I swear I don't know what I got myself into this time.... Umm..... My Dad found a guy for me....

It's a sort of first....
What am I supposed to do with that?! Oh man.... Oh girl.... Oh my word!!
Well.... My Dad has been seeing me in situations that he doesn't like for me. For example, what he didn't like about the guys he knows I was seeing is that they don't have steady jobs & most likely can't take care of me. He may also not have liked their lifestyles or situations.
& so.... that's why he brought me one--at least that I could talk with & find out where his head is. He works & is very pleasant + professional. I saw him & he's handsome--maybe a little more than I bargained for because my nerves were shot being around him.
It's a very jokey situation. The day I saw him, all I did was look at him from where I was & he came from behind the counter near me--walking one way to my right side, then passing behind me to my left side & retracing the route. I was like, "HUH?!" (My Dad had said I would come in & we would be introduced.)
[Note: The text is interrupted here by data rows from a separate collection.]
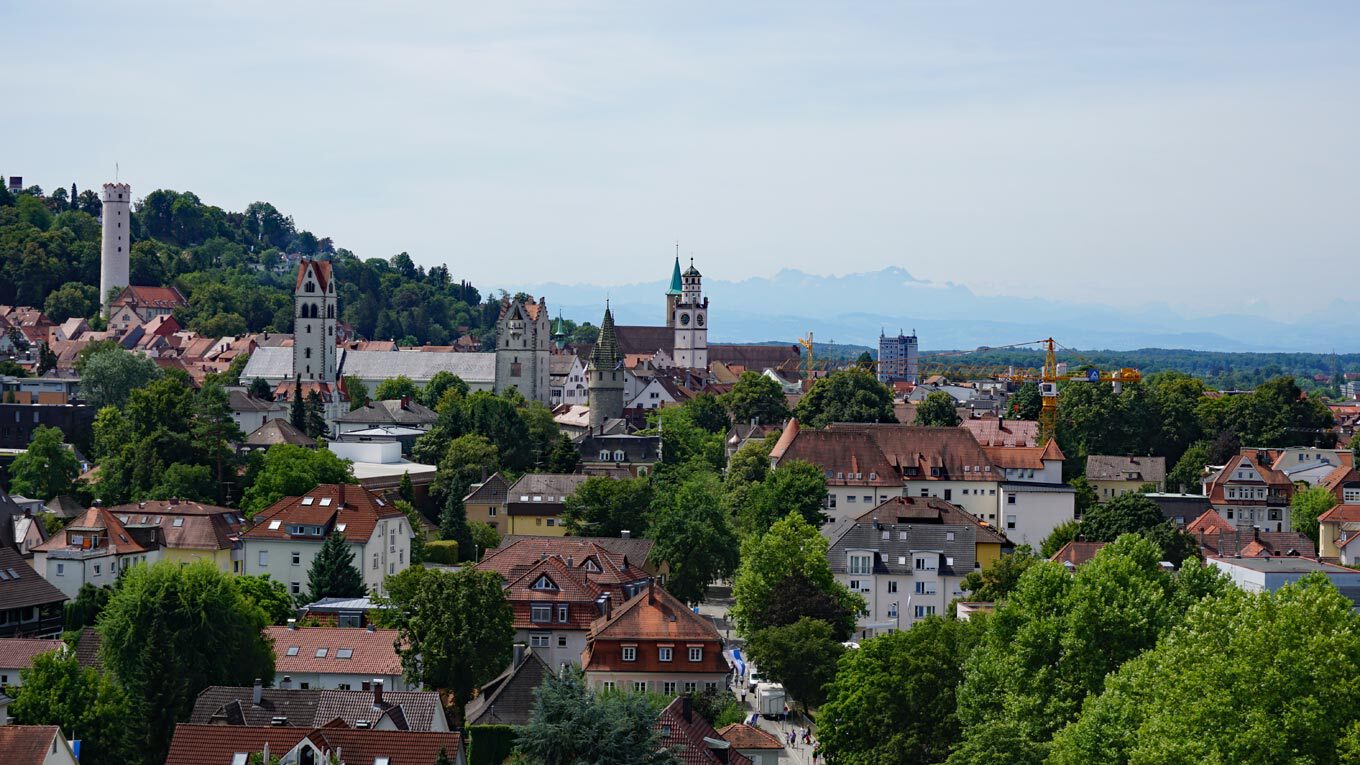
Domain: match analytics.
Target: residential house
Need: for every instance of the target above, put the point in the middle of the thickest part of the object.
(759, 746)
(507, 700)
(377, 708)
(289, 534)
(17, 654)
(191, 531)
(1250, 493)
(692, 739)
(223, 745)
(535, 502)
(558, 594)
(903, 571)
(486, 502)
(335, 658)
(30, 606)
(1114, 475)
(36, 745)
(95, 549)
(654, 643)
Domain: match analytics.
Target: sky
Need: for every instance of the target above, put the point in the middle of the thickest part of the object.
(1201, 155)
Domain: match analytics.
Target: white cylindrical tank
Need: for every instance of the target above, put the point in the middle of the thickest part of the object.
(114, 251)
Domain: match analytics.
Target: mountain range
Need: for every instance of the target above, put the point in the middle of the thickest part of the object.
(854, 308)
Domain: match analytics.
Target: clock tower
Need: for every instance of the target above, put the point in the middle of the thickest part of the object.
(690, 319)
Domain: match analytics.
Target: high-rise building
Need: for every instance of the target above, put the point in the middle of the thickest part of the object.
(898, 358)
(314, 323)
(114, 249)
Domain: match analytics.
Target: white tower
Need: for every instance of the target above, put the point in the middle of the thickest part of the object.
(314, 323)
(691, 323)
(116, 248)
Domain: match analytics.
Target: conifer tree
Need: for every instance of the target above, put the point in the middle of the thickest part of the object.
(333, 573)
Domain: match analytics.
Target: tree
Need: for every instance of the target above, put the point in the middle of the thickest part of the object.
(396, 388)
(850, 395)
(172, 630)
(694, 536)
(790, 546)
(1026, 403)
(453, 524)
(608, 507)
(287, 470)
(85, 704)
(46, 467)
(937, 410)
(801, 656)
(454, 629)
(1280, 711)
(333, 573)
(1304, 508)
(892, 700)
(996, 581)
(357, 391)
(756, 398)
(110, 375)
(269, 595)
(565, 456)
(570, 726)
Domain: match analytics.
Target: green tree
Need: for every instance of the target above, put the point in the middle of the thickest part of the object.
(608, 507)
(790, 546)
(454, 628)
(1026, 402)
(852, 395)
(46, 467)
(287, 470)
(333, 573)
(1304, 508)
(269, 595)
(801, 656)
(110, 375)
(570, 726)
(85, 704)
(172, 630)
(937, 410)
(892, 700)
(565, 456)
(1280, 711)
(396, 388)
(756, 398)
(694, 536)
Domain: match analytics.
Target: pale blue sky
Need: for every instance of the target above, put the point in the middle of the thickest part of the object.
(1202, 154)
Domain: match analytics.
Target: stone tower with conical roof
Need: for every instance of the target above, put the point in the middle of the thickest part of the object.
(604, 375)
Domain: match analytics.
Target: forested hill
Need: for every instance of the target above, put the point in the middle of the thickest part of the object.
(227, 264)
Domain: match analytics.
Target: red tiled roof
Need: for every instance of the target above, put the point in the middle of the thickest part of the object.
(26, 745)
(328, 505)
(374, 652)
(18, 652)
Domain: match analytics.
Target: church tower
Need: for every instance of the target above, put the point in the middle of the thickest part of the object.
(604, 375)
(691, 321)
(114, 249)
(522, 338)
(314, 323)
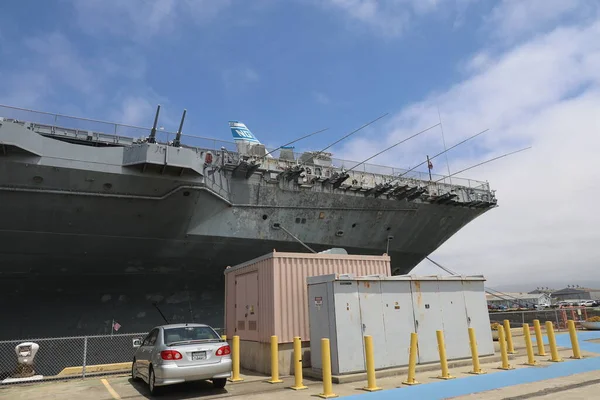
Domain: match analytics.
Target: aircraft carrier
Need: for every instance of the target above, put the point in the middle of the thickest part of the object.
(103, 222)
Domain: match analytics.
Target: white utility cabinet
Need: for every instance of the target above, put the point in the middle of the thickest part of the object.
(344, 308)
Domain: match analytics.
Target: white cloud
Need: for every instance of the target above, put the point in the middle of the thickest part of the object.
(322, 98)
(543, 92)
(392, 18)
(142, 20)
(513, 18)
(239, 77)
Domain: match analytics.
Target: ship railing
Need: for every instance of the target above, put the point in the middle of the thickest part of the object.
(215, 145)
(61, 358)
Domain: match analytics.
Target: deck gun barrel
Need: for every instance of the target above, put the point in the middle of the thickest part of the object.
(152, 138)
(177, 141)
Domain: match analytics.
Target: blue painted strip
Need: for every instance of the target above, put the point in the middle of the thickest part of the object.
(481, 383)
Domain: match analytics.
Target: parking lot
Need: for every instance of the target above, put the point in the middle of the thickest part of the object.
(571, 379)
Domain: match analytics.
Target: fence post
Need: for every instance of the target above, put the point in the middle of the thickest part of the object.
(503, 352)
(538, 337)
(274, 361)
(84, 356)
(298, 385)
(574, 341)
(443, 359)
(508, 333)
(326, 366)
(529, 345)
(552, 342)
(412, 360)
(369, 360)
(474, 355)
(235, 355)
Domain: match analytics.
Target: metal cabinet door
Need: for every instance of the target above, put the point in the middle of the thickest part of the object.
(348, 328)
(321, 312)
(246, 305)
(371, 315)
(399, 321)
(478, 315)
(428, 318)
(454, 318)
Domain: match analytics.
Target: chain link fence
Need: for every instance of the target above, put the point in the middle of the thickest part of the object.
(62, 358)
(558, 317)
(68, 357)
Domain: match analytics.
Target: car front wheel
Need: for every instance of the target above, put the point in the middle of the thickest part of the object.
(219, 383)
(134, 376)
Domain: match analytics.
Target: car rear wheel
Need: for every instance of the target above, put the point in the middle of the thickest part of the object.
(151, 382)
(219, 383)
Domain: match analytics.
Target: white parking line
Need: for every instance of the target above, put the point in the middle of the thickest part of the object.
(112, 392)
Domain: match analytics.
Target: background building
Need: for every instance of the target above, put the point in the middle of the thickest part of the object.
(575, 292)
(516, 300)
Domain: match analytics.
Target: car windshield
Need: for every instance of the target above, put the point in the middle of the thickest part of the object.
(188, 334)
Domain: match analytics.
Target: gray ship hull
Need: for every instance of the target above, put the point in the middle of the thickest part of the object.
(75, 282)
(88, 236)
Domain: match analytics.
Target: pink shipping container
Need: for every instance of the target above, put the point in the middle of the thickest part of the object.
(268, 296)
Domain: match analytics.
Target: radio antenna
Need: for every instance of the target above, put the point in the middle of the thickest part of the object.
(349, 134)
(391, 147)
(442, 152)
(484, 162)
(294, 141)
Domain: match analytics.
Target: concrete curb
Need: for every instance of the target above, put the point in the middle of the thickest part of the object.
(402, 371)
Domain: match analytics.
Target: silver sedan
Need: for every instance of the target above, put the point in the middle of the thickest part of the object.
(179, 353)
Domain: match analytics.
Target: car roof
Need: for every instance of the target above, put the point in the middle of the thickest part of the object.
(191, 325)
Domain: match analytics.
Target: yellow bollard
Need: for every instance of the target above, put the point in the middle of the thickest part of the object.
(503, 352)
(443, 360)
(574, 341)
(412, 360)
(370, 361)
(528, 345)
(274, 361)
(298, 385)
(326, 361)
(474, 355)
(538, 337)
(235, 359)
(552, 342)
(508, 333)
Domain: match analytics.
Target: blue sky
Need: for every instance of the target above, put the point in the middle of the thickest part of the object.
(285, 68)
(527, 70)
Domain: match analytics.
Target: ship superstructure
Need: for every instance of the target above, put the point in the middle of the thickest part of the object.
(102, 223)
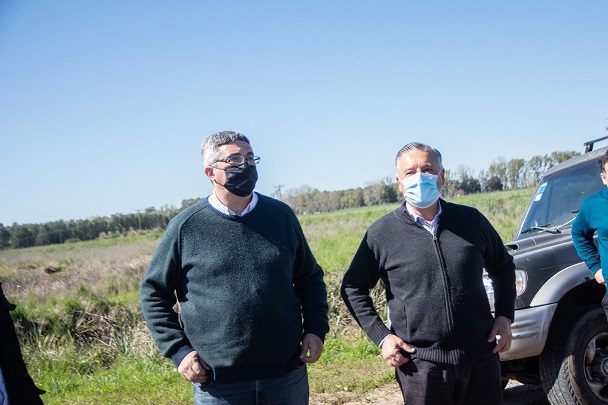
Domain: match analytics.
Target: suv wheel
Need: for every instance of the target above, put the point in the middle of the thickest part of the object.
(574, 364)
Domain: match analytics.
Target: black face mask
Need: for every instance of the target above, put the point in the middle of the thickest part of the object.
(240, 180)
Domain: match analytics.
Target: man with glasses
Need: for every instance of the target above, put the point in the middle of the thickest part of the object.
(253, 303)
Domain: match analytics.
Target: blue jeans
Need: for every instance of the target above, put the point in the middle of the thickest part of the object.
(288, 389)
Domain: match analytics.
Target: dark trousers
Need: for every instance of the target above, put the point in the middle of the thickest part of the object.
(474, 382)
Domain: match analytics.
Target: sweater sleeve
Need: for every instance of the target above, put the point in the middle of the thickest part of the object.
(310, 287)
(362, 275)
(582, 237)
(501, 270)
(157, 298)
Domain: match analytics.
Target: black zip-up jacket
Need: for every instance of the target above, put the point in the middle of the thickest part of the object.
(434, 288)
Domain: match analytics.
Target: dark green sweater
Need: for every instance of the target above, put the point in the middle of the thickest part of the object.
(248, 288)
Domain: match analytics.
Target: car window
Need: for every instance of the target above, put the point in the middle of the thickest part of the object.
(558, 197)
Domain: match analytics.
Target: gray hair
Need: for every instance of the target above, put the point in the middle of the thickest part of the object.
(212, 143)
(419, 146)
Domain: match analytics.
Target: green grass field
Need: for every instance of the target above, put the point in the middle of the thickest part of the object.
(85, 341)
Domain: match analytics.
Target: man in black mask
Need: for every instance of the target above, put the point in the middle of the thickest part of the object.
(253, 303)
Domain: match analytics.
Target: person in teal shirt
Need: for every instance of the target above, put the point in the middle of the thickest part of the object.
(593, 217)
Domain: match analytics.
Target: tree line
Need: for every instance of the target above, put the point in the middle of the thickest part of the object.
(500, 175)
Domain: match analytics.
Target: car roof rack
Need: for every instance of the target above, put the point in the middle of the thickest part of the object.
(589, 144)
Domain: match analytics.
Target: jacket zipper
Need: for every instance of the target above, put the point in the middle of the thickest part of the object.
(445, 285)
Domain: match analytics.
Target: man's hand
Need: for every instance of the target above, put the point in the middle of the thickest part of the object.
(599, 277)
(312, 347)
(194, 369)
(392, 351)
(502, 330)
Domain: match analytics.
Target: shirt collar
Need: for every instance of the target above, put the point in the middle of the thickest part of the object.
(218, 205)
(421, 221)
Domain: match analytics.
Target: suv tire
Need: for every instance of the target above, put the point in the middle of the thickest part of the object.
(574, 364)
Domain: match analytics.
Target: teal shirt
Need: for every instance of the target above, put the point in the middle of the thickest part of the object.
(248, 288)
(593, 217)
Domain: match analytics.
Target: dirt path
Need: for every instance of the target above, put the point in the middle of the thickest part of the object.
(515, 394)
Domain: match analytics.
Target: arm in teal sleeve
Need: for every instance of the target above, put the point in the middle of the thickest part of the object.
(582, 237)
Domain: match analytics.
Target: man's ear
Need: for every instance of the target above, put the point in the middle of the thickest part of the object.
(208, 170)
(441, 179)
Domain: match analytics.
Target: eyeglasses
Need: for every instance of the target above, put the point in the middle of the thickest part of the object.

I was near unable to keep my composure, smiling to myself & biting my lip a little bit.... There are a few red flags from what my Dad said already, but it might not be that serious. I don't think I want anything permanent right now, mainly because I am not where I want to be in my life, especially when it comes to employment.
My Dad said that he's not telling me to date the guy exactly. He just wanted me to see him & then make my own judgment. He said he doesn't want me to limit my options, just yet.
I would like to meet the guy..... It is a very very odd situation. (He has the same 1st name as my mentor's husband!! His name starts with the same letter as my current boyfriend I can't commit to right now.)
(With the current one, I can be with him & all of that, but he wants me to himself when he doesn't have a steady job. In short, he is unable to help me with what I need at the moment--at least half of the total cost: gas for the car, since I always drive to see him because he doesn't have a vehicle or p-tests to make sure that I am not unaware of pregnancy. I am happy for what he does, but I need more than that if I am to not look at other men. I have been very unhappy of late, due to the situation.)
My mind also keeps going back to a confrontation my current man & I had. He was very upset with me for my actions, which I was clearly wrong. It's just that it replays in my head how I was just trying to grab my things & get away from him, struggling with him & being frightened out of my wits.... Let's just say we were wrestling, but wrestling when I didn't expect to be doing so. I could have had many broken bones from it (including my hand, wrist, arm to my leg). His point to me was: "Someone else would have killed you."
I was not being faithful to him & he felt like I was playing him for a fool, WHICH I WAS NOT DOING, as much as it looked like it. It just so happened that I was trying to figure out what/who I wanted in my life & could not decide at that point. Unfortunately, I still don't believe I have found what it is I want yet out of a significant other & I am not sure I will find it either (because right now I don't have a clear picture of what that something is)..... It is annoying to be in such a state. Since that time, I have been able to be with just 1 person at a time, finally able to overcome the tendency.
In the back of my head, though, I think I fear my current boyfriend, although he has been nothing but kind before & after the incident I described. I have been doing my best to get away & stay away, however, I need more of a plan at the moment. Garden & think.... Or tend to the house & think.... Or tend to myself (e.g. finding a job, losing weight, etc.) & think.... That's it. I know something will drop on my head. My ex whom it slipped out to while we were talking recently said to me.... "Don't allow anyone to be roughing you up or anything like that." He went on to say: "There is no reason for a man to put his hands on a woman." (except for caressing & stuff like that...)
I am so used to being free to talk to whom I want or be around whom I want--which is not often to begin with--that now that I am with my current man, I feel so stifled.... I am still piecing the situation together because I know I'm missing something very important. I've seen a lot but there is something I haven't realized (& it's bugging me out, since I'm so close to it dawning on me).
I know I will find my way..... It has just been a lot to digest.... (Oops, this one was extra long.)